Nos instances politiques n’ont pas forcément pris la mesure du problème mais cela ne veut pas dire que nos analystes ne l’avaient pas vu ?

Certains chercheurs, dont je fais partie, ont tenté d’alerter et de mettre en garde les autorités face à ce risque. Mais nous savions malheureusement que nos conseils et que nos alertes ne seraient pas pris en compte ou entendus.

Sur ce qui relève de l’espionnage plus poussé, sur le plan militaire, y-a-t il des dangers plus importants compte tenu de la situation actuelle ?

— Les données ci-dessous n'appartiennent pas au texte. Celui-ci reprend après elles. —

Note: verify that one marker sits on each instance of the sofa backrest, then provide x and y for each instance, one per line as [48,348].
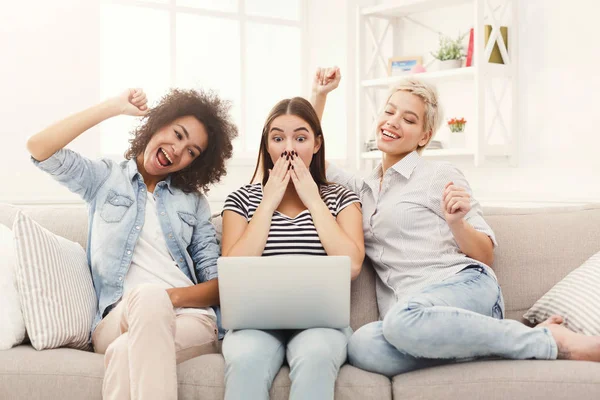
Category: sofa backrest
[536,249]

Sur le plan militaire, la France n’est pas directement confrontée à la Chine même si les Etats-Unis essaient d’impliquer tout le monde dans cette rivalité. Pour le moment, il n’y a pas de risques directs. Beaucoup des progrès militaires faits par la Chine ont été rendus possibles grâce à de l’espionnage ou à des dépassements d’accords de licence, grâce à des manœuvres illégales. Une partie de l’armée chinoise est équipée grâce à des entreprises françaises et à des manœuvres illégales à travers des petits cadeaux faits par les entreprises françaises. La plupart des hélicoptères chinois militaires sont équipés de moteurs d’origine française, en violation complète des sanctions qui ont été décidées.

De quoi la France dispose-t-elle pour limiter cet espionnage ? Comment est-ce que l’on tente de s’en protéger ?

Il faut d’abord rendre responsables les dirigeants d’entreprises et les politiques face à cette situation. Pour les dirigeants d’entreprise, il s’agit d’un problème d’avidité.

Pour les politiques, cela concerne un problème d’angélisme et de vouloir être reconnu.

 

À l’échelon institutionnel, y a-t-il des protections qui ont déjà été mises en place ou pas du tout ?

Au niveau institutionnel, il y a bien des protections mais encore faut-il les mettre en service. Il est toujours difficile d’expulser des gens qui ne sont vraiment pas des diplomates ou d’expulser des gens qui sont les représentants permanents de l’agence Chine nouvelle ou d’autres institutions semi étatiques chinoises ou purement étatiques  qui violent allègrement la légalité en France sans aucun problème.